In some embodiments, the method 100 is used in safety-critical applications, such as the automated driving of vehicles. To carry out the automated driving, a large number of components such as sensors, control units, switches etc. is provided, which are connected to each other in a network. The time validation according to the present disclosure contributes to the safe and reliable operation of this network and thus to safe and reliable automated driving.

According to the present disclosure, a temporal relation of a local clock is determined by determining a difference in the local time at two defined time points. In other words, an offset of the local time is determined. This relation or time difference must meet certain conditions in the fault-free case, such as being within a specific interval and/or always having a positive value. If this is not the case, a fault can be detected. For example, an overflow of the local clock can be detected if the difference is negative. This makes it possible to correctly identify a permanent error and to avoid misclassifying it as a temporary (transient) error. As a result a reliable time validation is made possible.

Although the present disclosure has been illustrated and explained in greater detail using preferred exemplary embodiments, the disclosure is not restricted by the examples disclosed and other variations can be derived therefrom by the person skilled in the art without departing from the scope of protection of the present disclosure. It is therefore clear that a large number of variations exists. It is also clear that exemplary embodiments cited are really only examples which are not in any way to be understood as limiting, for example, the scope of protection, the application possibilities or the configuration of the disclosure.
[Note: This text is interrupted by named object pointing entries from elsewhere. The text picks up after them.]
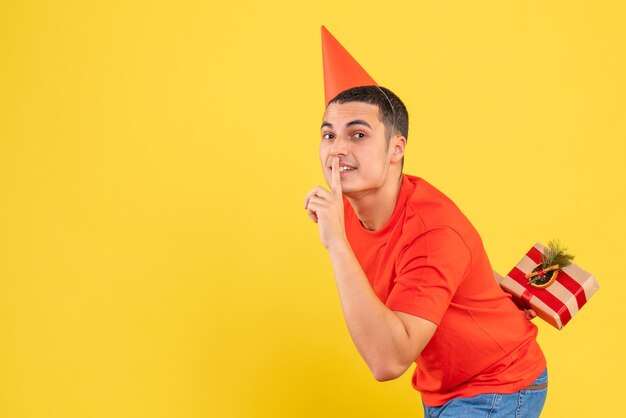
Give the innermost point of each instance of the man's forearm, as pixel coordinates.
(378, 333)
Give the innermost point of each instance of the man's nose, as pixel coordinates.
(339, 147)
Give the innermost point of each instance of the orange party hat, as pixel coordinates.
(341, 71)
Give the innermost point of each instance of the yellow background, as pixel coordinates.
(155, 259)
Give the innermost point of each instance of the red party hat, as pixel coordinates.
(341, 71)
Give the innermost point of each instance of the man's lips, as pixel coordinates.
(344, 168)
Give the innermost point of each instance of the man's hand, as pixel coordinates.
(326, 208)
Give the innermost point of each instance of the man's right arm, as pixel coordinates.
(388, 341)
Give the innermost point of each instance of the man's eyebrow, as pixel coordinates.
(358, 122)
(351, 123)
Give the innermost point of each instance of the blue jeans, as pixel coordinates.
(527, 403)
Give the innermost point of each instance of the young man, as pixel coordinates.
(414, 280)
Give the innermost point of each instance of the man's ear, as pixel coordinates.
(398, 143)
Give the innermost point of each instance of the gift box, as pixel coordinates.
(558, 301)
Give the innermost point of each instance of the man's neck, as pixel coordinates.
(374, 208)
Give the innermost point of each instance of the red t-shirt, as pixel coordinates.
(430, 262)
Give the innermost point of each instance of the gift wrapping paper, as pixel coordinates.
(557, 303)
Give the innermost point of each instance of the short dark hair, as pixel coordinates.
(393, 113)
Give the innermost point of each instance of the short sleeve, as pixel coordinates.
(429, 271)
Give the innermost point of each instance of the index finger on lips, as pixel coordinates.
(335, 178)
(318, 191)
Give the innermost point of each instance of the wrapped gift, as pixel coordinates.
(555, 293)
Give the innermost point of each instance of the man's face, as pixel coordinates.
(353, 132)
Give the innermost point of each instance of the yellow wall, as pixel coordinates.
(155, 259)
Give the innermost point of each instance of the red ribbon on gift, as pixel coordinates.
(545, 295)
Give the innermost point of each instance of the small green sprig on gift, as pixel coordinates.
(554, 258)
(556, 254)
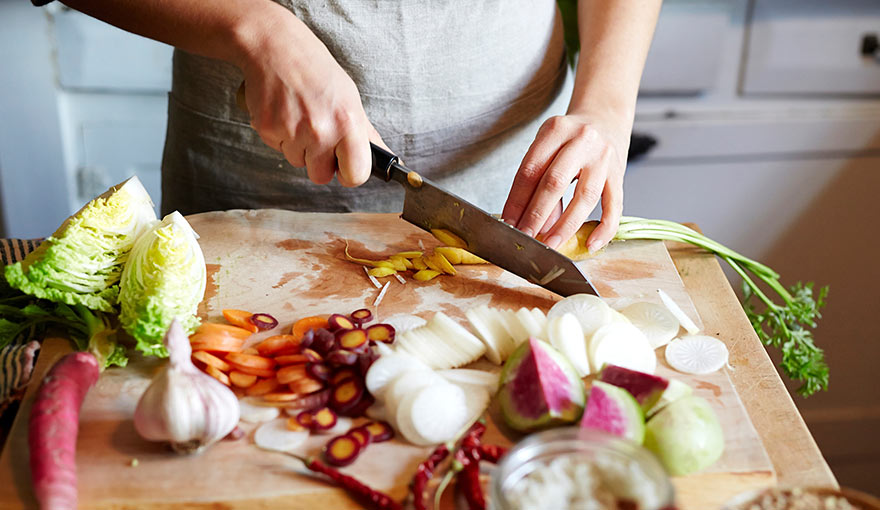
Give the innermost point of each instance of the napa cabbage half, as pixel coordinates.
(82, 262)
(164, 279)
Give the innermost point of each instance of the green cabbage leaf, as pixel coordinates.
(164, 278)
(82, 262)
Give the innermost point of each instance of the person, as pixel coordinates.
(470, 94)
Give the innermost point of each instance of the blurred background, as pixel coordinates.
(762, 117)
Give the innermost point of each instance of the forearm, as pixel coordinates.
(615, 36)
(229, 30)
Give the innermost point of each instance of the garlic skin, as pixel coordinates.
(183, 405)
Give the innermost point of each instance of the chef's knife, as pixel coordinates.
(427, 206)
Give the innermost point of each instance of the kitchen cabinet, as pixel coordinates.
(813, 47)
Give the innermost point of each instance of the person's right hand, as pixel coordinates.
(303, 103)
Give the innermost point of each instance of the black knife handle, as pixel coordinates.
(382, 161)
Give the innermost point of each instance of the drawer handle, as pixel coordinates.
(870, 45)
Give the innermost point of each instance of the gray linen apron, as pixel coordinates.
(457, 89)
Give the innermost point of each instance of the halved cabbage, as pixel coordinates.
(164, 279)
(81, 263)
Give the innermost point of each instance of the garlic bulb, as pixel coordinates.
(183, 405)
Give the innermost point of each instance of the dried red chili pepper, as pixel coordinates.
(366, 496)
(469, 478)
(424, 473)
(492, 452)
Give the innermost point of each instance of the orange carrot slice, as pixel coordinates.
(301, 326)
(217, 374)
(266, 373)
(251, 360)
(290, 373)
(262, 387)
(214, 343)
(216, 328)
(240, 318)
(209, 359)
(278, 343)
(281, 396)
(241, 379)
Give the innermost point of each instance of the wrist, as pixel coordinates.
(255, 30)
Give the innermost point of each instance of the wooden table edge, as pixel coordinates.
(793, 452)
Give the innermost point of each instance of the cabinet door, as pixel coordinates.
(687, 48)
(813, 47)
(93, 55)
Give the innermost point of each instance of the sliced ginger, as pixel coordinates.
(425, 266)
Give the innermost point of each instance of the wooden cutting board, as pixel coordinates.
(291, 265)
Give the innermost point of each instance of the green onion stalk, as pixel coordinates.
(784, 321)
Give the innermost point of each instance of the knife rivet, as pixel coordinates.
(414, 179)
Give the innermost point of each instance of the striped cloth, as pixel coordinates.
(16, 361)
(13, 250)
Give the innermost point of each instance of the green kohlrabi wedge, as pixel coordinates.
(164, 279)
(81, 263)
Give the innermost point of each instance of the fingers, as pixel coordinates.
(555, 181)
(354, 159)
(553, 218)
(528, 178)
(612, 208)
(320, 165)
(586, 196)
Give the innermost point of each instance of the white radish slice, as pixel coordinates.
(403, 322)
(386, 368)
(528, 322)
(275, 435)
(406, 383)
(590, 311)
(621, 344)
(654, 320)
(433, 414)
(471, 377)
(514, 328)
(539, 316)
(343, 425)
(476, 402)
(469, 347)
(679, 314)
(565, 333)
(696, 354)
(252, 412)
(619, 317)
(488, 331)
(435, 352)
(501, 318)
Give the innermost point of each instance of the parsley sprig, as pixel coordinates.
(787, 325)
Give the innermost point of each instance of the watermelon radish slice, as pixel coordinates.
(615, 411)
(646, 388)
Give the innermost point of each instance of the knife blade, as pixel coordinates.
(428, 206)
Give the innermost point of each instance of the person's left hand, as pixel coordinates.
(589, 148)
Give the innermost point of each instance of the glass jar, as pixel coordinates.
(626, 465)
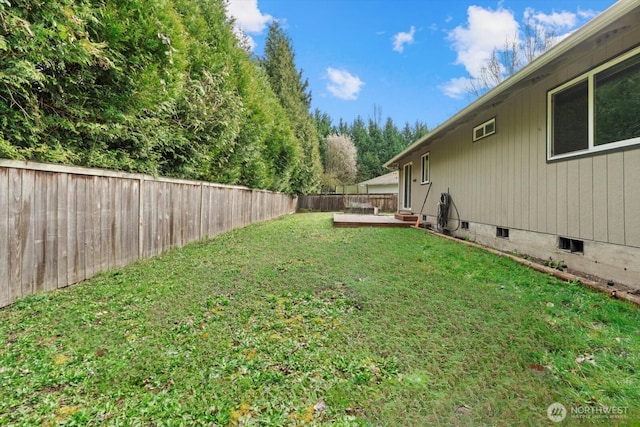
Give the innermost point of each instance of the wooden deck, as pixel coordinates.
(356, 220)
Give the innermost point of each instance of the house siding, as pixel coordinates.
(505, 180)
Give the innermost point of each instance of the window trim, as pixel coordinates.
(589, 76)
(406, 185)
(422, 169)
(483, 126)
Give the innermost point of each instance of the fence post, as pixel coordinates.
(141, 218)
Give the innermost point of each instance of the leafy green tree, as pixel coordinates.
(341, 161)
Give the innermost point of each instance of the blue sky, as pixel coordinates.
(404, 59)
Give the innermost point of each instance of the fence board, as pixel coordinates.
(14, 207)
(65, 224)
(50, 279)
(62, 227)
(102, 193)
(27, 224)
(4, 243)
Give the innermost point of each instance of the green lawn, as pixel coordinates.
(294, 322)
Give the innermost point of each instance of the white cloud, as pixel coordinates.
(402, 38)
(553, 20)
(456, 88)
(342, 84)
(248, 19)
(587, 14)
(486, 30)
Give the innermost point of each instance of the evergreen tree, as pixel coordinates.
(287, 83)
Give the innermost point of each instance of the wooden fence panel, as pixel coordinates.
(62, 228)
(27, 223)
(60, 225)
(5, 297)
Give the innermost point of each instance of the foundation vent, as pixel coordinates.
(571, 245)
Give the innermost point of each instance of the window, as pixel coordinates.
(597, 111)
(406, 190)
(425, 169)
(484, 130)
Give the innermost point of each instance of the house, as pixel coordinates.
(548, 162)
(383, 184)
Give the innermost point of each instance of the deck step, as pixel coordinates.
(406, 216)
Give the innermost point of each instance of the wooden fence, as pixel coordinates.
(340, 202)
(60, 225)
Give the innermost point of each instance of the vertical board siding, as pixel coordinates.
(632, 197)
(61, 225)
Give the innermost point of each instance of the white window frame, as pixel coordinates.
(406, 185)
(483, 127)
(425, 178)
(590, 78)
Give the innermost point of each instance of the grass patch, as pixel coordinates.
(294, 322)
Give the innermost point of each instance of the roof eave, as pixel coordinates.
(614, 12)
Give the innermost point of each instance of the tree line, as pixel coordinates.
(166, 88)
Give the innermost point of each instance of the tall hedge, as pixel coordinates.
(154, 86)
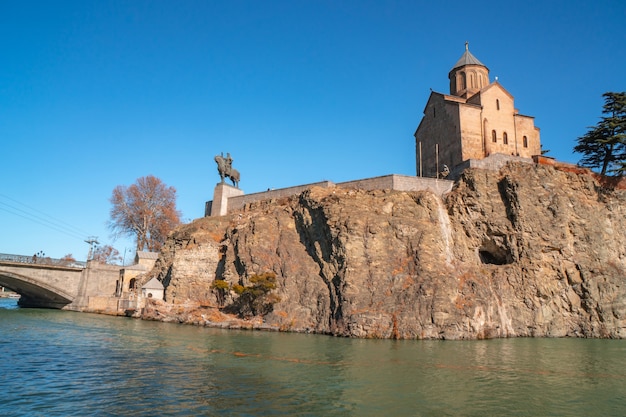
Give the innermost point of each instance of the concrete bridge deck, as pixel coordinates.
(52, 284)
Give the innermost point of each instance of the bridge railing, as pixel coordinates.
(41, 260)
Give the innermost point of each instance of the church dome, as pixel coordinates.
(468, 76)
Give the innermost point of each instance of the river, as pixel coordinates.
(58, 363)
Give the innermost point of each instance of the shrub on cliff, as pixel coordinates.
(255, 299)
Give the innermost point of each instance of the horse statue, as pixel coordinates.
(226, 170)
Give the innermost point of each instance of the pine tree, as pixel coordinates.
(604, 145)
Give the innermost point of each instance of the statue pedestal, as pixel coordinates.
(221, 194)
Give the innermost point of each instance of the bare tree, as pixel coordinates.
(107, 255)
(145, 211)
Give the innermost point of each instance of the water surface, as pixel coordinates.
(57, 363)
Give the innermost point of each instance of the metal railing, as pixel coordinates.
(39, 260)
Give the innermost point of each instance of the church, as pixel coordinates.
(477, 119)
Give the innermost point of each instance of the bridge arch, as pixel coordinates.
(35, 293)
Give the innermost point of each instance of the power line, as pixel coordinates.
(51, 222)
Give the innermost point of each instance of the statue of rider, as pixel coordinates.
(229, 163)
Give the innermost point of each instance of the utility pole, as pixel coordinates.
(92, 241)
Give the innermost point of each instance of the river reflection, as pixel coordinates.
(55, 363)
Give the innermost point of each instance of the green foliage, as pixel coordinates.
(254, 299)
(604, 145)
(220, 284)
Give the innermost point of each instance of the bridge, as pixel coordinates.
(57, 283)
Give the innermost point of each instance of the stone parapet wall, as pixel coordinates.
(387, 182)
(401, 183)
(238, 202)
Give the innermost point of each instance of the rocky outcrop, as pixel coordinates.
(527, 251)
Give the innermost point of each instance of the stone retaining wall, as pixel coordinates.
(387, 182)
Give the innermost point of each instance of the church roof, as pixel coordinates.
(467, 59)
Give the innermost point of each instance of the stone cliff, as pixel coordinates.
(526, 251)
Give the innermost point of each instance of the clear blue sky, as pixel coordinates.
(95, 94)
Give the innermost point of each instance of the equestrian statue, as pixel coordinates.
(226, 170)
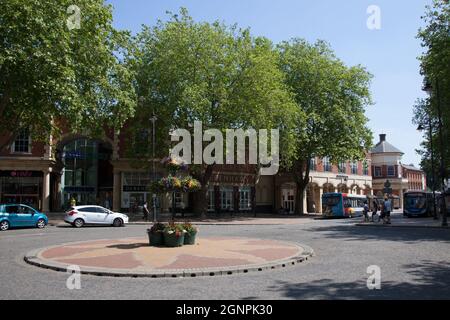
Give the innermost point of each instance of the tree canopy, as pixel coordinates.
(213, 73)
(49, 71)
(333, 97)
(435, 67)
On the contrary, the preceding description and the description of the figures enable the person skilled in the art to put the exemplary embodiments into practice, wherein the person skilled in the art, knowing the disclosed idea, can make various changes, for example with regard to the function or arrangement of individual elements mentioned in an exemplary embodiment, without departing from the scope of protection which is defined by the claims and their legal equivalents, such as further explanations in the description.

The foregoing disclosure has been set forth merely to illustrate the present disclosure and is not intended to be limiting. Since modifications of the disclosed embodiments incorporating the spirit and substance of the present disclosure may occur to persons skilled in the art, the invention should be construed to include everything within the scope of the appended claims and equivalents thereof.